Descripción: |
Motivation
Several approaches have been developed for mining spatial data (i.e.,
generalization-based methods, clustering, spatial associations, approximation
and aggregation, mining in image and raster databases, spatial classification
and spatial trend detection). However, we argue that these approaches do
not consider all the elements found in a spatial database (spatial data,
non-spatial data and spatial relations among the spatial objects) in an extended
way. Some of them focus first on spatial data and then on non-spatial data
or vice versa, and others consider restricted combinations of these elements.
We think that it is possible to enhance the generated results of the data
mining task by mining them as a whole and not as separate elements (they
are related elements). A graph representation provides the flexibility to
describe these elements together and this is the motivation to explore the
area of graph-based spatial knowledge discovery.
Proposal
Our idea is to create a unique graph-based model to represent spatial data,
non-spatial data and the spatial relations among spatial objects. We will
generate datasets composed of graphs with a set of these three elements.

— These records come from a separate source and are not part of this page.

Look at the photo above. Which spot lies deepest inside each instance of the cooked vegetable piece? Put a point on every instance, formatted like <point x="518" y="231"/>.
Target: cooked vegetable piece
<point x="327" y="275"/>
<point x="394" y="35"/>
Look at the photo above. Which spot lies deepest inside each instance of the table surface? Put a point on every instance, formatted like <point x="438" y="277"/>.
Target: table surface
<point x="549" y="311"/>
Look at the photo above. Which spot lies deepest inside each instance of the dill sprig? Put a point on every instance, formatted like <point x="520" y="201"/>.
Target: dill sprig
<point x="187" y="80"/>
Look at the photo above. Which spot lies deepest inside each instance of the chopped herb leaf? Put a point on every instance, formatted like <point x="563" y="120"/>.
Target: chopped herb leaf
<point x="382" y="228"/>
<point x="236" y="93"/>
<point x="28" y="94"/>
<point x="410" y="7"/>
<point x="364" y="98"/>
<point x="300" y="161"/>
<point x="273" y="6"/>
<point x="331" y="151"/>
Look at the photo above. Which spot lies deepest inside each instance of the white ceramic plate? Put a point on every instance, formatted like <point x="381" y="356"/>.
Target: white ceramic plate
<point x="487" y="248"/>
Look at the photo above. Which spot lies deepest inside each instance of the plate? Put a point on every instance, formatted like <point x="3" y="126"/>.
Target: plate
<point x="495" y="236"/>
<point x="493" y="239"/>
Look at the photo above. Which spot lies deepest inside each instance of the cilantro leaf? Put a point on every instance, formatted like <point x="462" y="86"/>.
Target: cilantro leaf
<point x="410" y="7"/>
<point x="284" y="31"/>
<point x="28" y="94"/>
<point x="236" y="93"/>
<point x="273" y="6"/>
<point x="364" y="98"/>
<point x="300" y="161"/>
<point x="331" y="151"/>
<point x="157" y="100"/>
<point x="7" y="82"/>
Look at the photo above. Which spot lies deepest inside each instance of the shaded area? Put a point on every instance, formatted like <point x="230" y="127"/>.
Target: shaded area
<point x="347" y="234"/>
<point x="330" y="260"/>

We consider that by mining a dataset with these characteristics a graph-based
mining tool can search patterns involving all these elements at the same
time improving the results of the spatial analysis task. A significant
characteristic of spatial data is that the attributes of the neighbors of
an object may have an influence on the object itself. So, we propose to include
in the model three relationship types (topological, orientation, and distance
relations).
In the model the spatial data (i.e., spatial objects), non-spatial data (i.e.,
non-spatial attributes), and spatial relations are represented as a collection
of one or more directed graphs. A directed graph contains a collection of
vertices and edges representing all these elements. Vertices represent either
spatial objects, spatial relation types between two spatial objects (binary
relation), or non-spatial attributes describing the spatial objects. Edges
represent a link between two vertices of any type. According to the type
of vertices that an edge joins, it can represent either an attribute name
or a spatial relation name. The attribute name can refer to a spatial object
or a non-spatial entity. We use directed edges to represent directional
information of relations among elements (i.e., object x covers object y)
and to describe attributes about objects (i.e., object x has attribute z).
We propose to adopt the Subdue system, a general graph-based data mining
system developed at the University of Texas at Arlington, as our mining tool.
Subdue discovers substructures using a graph-based representation of structural
databases. The substructures (a connected subgraph within the graphical
representation) describe structural concepts in the data (i.e., patterns).
The discovery algorithm follows a computationally constrained beam search.
The algorithm begins with the substructure matching a single vertex in the
graph. On each iteration, the algorithm selects the best substructure and
incrementally expands the instances of the substructure. An instance of a
substructure in the input graph is a subgraph that matches (graph theoretically)
that substructure.
A special feature named overlap has a primary role in the substructures discovery
process and consequently a direct impact over the generated results. However,
it is currently implemented in an orthodox way: all or nothing. If we set
overlap to true, Subdue will allow the overlap among all instances sharing
at least one vertex. On the other hand, if overlap is set to false, Subdue
will not allow the overlap among instances sharing at least one vertex. So,
we propose a third approach: limited overlap, which gives the user the capability
to set over which vertices the overlap will be allowed (vertices representing
remarkable elements that refer, for instance, to a spatial object in a spatial
database or to some characteristic defining a particular topic of a dataset).
We visualize directly three motivations issues to propose the implementation
of the new algorithm: search space reduction, processing time reduction,
and pattern oriented search.
Contribution
The contribution to the discovery knowledge in the spatial data domain, described
in this dissertation, is the development of a new approach for spatial data
modeling and mining using a graph-based representation. This contribution
includes the following results:
" A new graph-based data representation for spatial, non-spatial data and
spatial relations.
" A new algorithm to discover substructures using a limited overlap approach
in the Subdue system.
" A prototype system implementing the proposed model.
|